Currently, no vaccine is available to prevent Chagas disease. Experimental vaccines against Trypanosoma cruzi (Tc) have shown high protection, but their development for humans still requires further study. Additionally, the sexual dimorphism observed in Chagas disease, with greater resistance in females, highlights the need to include both sexes in vaccine research to avoid biases. To assess the impact of sex on a recombinant vaccine, we evaluated its immunogenicity and efficacy after oral infection in male and female BALB/c mice. Additionally, gonadectomized (Gx) and sham-operated (Ms) males were used to estimate testosterone's effect.
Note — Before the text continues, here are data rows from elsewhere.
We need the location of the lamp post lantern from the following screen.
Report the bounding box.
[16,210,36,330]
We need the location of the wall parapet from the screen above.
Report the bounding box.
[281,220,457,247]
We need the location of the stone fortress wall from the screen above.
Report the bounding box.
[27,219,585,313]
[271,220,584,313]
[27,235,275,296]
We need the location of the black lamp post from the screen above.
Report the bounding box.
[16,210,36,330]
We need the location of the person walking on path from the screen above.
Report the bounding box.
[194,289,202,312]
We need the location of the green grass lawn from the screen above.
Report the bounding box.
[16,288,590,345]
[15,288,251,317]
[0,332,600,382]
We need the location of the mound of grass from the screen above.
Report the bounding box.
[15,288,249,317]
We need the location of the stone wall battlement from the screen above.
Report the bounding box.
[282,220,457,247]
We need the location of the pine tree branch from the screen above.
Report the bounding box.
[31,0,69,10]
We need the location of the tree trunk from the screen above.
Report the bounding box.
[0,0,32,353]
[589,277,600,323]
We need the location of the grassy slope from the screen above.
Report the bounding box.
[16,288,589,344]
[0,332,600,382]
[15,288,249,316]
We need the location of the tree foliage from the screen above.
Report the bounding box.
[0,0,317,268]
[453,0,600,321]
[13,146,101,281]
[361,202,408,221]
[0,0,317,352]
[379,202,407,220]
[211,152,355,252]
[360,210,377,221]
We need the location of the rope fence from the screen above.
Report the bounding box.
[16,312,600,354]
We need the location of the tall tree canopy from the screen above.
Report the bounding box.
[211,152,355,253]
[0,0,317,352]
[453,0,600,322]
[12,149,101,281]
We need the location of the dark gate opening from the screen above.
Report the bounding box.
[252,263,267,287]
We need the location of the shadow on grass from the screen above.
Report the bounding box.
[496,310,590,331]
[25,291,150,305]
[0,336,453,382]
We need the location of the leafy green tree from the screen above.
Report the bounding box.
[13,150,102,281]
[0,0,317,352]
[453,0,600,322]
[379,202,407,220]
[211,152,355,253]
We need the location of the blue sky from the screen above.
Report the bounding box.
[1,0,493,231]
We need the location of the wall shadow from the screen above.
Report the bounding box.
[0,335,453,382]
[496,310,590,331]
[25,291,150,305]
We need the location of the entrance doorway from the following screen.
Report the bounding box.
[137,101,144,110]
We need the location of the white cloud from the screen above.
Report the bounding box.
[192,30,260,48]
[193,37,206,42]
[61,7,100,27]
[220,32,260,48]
Vaccine consisted of a recombinant fragment of Tc-derived Trans-sialidase (TS) formulated with a cyclic-di-adenylate known as c-di-AMP (A), administered intranasally in three doses, two weeks apart. Control groups received TS alone, A, or a vehicle.Immunogenicity results showed that sexual dimorphism persisted after TS+A vaccination, with females having higher TS-specific IgG2a, IgG1, IgA, IL-17, and IFN-γ levels, while males showed greater delayed-type hypersensitivity and increased TS-specific IFN-γ+ROR-γt+ T-cell proliferation. Gx-TS+A-vaccinated males showed enhanced TS-specific IgG but not IgA, with negative effects on T-cell proliferation and higher parasite loads.Notably, after oral challenge with Tc, both sexes vaccinated with TS+A controlled parasitemia, reduced tissue parasite load, improved clinical outcomes, and attenuated myocarditis. In males, the vaccine also prevented the parasite-induced increase in splenic MDSCs and preserved CD4+FoxP3+ regulatory T-cells. Overall, TS+A nasal vaccination enhanced protection in both sexes, overcoming sexual dimorphism, highlighting its potential for human vaccine development.